Home Sales up
Given what our market has been through, lets think with our common sense and jump to some apparent obvious conclusions about what we would expect. With the enormous number of foreclosures, and short sales that have a negative affect on house prices, and the fact that so many buyers were eliminated from the buying game when mortgage qualification guidelines tightened, we know why and where the drop in home prices on average came from. Right? That all seems like commons sense. Now that value of all homes in America just about are less than they were a year or more ago, anyone buying those homes today would be buying them at a lower amount then before…more common sense. So when we here reports that the number of homes sold in April or May this year is a little from last year, but the average price per home is less, we shouldn’t be pessimistic and say, “who cares that the number of homes sold increased cause prices are down”. That is not a fair statement because the homes sold today have to be less on average and the number of homes sold increasing is the best first sign we can expect. Right?
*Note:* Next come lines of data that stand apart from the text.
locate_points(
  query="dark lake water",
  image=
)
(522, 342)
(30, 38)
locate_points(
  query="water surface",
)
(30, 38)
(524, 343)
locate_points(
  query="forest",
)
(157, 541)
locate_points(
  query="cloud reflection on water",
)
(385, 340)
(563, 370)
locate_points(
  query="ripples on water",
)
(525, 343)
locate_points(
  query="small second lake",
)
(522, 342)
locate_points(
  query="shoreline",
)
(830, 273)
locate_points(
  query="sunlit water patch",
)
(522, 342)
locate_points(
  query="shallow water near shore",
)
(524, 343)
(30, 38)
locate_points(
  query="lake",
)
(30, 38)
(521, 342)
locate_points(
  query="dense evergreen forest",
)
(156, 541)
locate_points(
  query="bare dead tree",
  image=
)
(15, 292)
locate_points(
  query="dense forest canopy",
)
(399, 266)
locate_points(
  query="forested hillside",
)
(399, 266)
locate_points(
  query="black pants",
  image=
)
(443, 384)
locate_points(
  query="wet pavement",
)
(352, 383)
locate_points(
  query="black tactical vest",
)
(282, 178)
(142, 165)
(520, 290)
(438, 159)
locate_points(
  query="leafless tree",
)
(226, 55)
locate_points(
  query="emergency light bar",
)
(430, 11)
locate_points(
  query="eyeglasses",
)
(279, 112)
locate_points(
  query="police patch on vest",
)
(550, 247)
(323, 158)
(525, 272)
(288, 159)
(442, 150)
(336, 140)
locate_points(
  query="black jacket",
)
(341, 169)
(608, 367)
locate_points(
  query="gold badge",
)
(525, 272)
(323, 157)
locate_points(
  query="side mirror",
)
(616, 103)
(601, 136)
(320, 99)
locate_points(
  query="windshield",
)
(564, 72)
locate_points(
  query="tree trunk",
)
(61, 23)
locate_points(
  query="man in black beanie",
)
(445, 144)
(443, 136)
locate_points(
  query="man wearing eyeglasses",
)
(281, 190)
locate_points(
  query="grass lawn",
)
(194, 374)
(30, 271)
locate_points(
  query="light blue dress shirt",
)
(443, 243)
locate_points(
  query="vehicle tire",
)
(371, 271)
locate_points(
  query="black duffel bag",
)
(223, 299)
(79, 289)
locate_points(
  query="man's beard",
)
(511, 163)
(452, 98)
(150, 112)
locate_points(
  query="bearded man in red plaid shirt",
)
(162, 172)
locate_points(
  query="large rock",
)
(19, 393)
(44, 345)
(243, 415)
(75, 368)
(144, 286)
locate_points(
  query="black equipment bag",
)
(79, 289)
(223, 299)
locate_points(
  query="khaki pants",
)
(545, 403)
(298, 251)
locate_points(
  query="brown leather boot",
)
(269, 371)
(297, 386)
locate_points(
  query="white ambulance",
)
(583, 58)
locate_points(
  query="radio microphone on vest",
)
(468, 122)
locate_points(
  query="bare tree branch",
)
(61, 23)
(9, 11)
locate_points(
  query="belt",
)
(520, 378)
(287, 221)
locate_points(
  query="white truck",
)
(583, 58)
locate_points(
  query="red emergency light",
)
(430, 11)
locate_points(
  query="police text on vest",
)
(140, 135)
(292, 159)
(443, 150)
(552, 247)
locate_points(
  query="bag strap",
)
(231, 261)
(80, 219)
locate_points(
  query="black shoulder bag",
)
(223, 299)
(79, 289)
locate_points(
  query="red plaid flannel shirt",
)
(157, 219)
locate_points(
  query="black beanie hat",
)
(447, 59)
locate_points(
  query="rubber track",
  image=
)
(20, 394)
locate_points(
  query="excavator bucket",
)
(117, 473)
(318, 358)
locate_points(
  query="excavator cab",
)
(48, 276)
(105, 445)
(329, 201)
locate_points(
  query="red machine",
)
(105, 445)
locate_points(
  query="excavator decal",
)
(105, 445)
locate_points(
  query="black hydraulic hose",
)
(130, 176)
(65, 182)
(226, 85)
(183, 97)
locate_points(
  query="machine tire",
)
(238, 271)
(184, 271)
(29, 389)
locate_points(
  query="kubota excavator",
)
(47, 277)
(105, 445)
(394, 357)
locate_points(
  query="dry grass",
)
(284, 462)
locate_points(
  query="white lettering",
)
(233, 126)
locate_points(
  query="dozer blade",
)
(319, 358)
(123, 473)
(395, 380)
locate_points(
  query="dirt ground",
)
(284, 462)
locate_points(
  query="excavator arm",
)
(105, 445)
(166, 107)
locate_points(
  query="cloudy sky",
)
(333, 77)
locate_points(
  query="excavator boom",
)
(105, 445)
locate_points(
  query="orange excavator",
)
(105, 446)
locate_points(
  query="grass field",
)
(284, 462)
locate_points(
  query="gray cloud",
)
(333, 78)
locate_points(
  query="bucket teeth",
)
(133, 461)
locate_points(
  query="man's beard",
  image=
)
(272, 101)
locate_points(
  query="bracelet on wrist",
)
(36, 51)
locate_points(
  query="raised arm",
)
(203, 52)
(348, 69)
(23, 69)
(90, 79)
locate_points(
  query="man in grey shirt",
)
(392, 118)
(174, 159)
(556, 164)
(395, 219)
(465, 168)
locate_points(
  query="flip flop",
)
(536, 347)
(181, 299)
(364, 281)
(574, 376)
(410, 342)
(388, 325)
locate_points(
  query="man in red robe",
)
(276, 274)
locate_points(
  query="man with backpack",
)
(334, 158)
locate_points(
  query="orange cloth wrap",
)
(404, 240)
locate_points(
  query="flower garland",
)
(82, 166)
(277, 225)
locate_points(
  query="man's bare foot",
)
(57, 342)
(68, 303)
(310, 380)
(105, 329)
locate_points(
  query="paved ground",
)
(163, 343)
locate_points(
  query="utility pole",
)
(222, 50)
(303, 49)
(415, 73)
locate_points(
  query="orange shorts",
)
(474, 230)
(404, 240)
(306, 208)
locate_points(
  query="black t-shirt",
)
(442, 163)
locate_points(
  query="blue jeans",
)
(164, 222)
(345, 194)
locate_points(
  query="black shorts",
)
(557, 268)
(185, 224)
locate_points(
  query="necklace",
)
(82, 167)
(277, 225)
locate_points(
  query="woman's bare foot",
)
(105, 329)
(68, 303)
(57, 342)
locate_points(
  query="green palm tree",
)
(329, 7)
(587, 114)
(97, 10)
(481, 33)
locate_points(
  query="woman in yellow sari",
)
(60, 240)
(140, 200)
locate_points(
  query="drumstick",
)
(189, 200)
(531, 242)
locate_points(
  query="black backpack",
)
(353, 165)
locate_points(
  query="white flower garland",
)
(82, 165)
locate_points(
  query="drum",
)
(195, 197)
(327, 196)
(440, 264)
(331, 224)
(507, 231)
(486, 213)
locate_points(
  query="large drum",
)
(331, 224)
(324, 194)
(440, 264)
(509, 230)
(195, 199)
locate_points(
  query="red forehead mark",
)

CNN reported, “Existing home sales rose 2.9% while the median sales price fell 15.4% to $170,200”.
Average Sale price down
Lets not worry so much about the average sale price of homes just yet. America saw too many job losses and pay cuts for us to have a bustling appreciation on sales prices just yet. Let Americans get some placebo going in the right direction and as we start making an extra dollar, we’ll get right back on into our good ole American ways…spend and leverage “babe”! Once that happens, then we can focus on home prices. Keep this note on your fridge though, over correction is in the forecast for 2010 and mortgage rates are expected to be in the high 7% range at best…they might have started that assent last week by the way the volatile market is playing out. We had two interest rate “worsenings” just today.
The foreclosure numbers haven’t stopped, and there are more to be expected.
Forbes reported that in March the unemployment rate went to 8.5%, the highest in 25 years. Economic forecasters figure that we’ll see a continued problem in foreclosures at least through this summer and fall.